Sunday, October 4, 2009

Strongly typed programming language

In computer science and computer programming, the term strong typing is used to describe those situations where programming languages specify one or more restrictions on how operations involving values having different data types can be intermixed. Its antonym is weak typing. However, these terms have been given such a wide variety of meanings over the short history of computing that it is often difficult to know, out of context, what an individual author means when using them.

Interpretation

Most generally, "strong typing" implies that the programming language places severe restrictions on the intermixing that is permitted to occur, preventing the compiling or running of source code which uses data in what is considered to be an invalid way. For instance, an integer division operation may not be used upon strings; a procedure which operates upon linked lists may not be used upon numbers.

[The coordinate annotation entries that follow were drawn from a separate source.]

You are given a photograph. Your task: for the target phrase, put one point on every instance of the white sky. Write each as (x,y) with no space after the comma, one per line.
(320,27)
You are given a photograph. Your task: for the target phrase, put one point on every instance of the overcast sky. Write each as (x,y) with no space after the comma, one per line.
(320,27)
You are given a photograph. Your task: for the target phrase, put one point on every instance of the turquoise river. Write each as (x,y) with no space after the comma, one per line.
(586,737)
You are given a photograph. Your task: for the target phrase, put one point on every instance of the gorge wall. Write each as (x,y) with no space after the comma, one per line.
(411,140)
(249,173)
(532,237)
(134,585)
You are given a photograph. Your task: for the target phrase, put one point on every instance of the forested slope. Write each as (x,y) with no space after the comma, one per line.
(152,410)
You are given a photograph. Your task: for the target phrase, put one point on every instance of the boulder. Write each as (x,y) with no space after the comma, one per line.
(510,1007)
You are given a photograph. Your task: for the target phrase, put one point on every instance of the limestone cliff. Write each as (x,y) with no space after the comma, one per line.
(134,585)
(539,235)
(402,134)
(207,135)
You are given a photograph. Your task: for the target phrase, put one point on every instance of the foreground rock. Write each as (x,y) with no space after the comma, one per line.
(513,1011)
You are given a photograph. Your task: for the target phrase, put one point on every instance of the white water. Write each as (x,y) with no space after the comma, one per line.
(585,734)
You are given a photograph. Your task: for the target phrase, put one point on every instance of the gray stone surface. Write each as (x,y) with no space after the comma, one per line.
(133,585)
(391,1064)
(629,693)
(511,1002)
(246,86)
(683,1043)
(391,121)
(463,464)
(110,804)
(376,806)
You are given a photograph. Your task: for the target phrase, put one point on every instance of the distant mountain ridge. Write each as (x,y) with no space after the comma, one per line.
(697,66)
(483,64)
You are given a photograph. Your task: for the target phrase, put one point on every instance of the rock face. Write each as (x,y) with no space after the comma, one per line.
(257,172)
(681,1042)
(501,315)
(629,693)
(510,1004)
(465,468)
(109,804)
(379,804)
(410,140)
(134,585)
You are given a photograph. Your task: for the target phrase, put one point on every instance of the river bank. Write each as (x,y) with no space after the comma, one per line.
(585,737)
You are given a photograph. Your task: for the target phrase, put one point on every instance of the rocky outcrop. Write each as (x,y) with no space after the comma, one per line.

However, the nature and strength of these restrictions is highly variable.
Benjamin C. Pierce, author of Types and Programming Languages and Advanced Types and Programming Languages, says, "I spent a few weeks... trying to sort out the terminology of "strongly typed," "statically typed," "safe," etc., and found it amazingly difficult.... The usage of these terms is so various as to render them almost useless." [1] Luca Cardelli's article Typeful Programming describes strong typing simply as the absence of unchecked run-time type errors.[2] In other writing, the absence of unchecked run-time errors is referred to as safety or type safety; Tony Hoare's early papers call this property security.

Meanings in computer literature

Some of the factors which writers have qualified as "strong typing" include:
  • Strong guarantees about the run-time behavior of a program before program execution, whether provided by static analysis, the execution semantics of the language or another mechanism.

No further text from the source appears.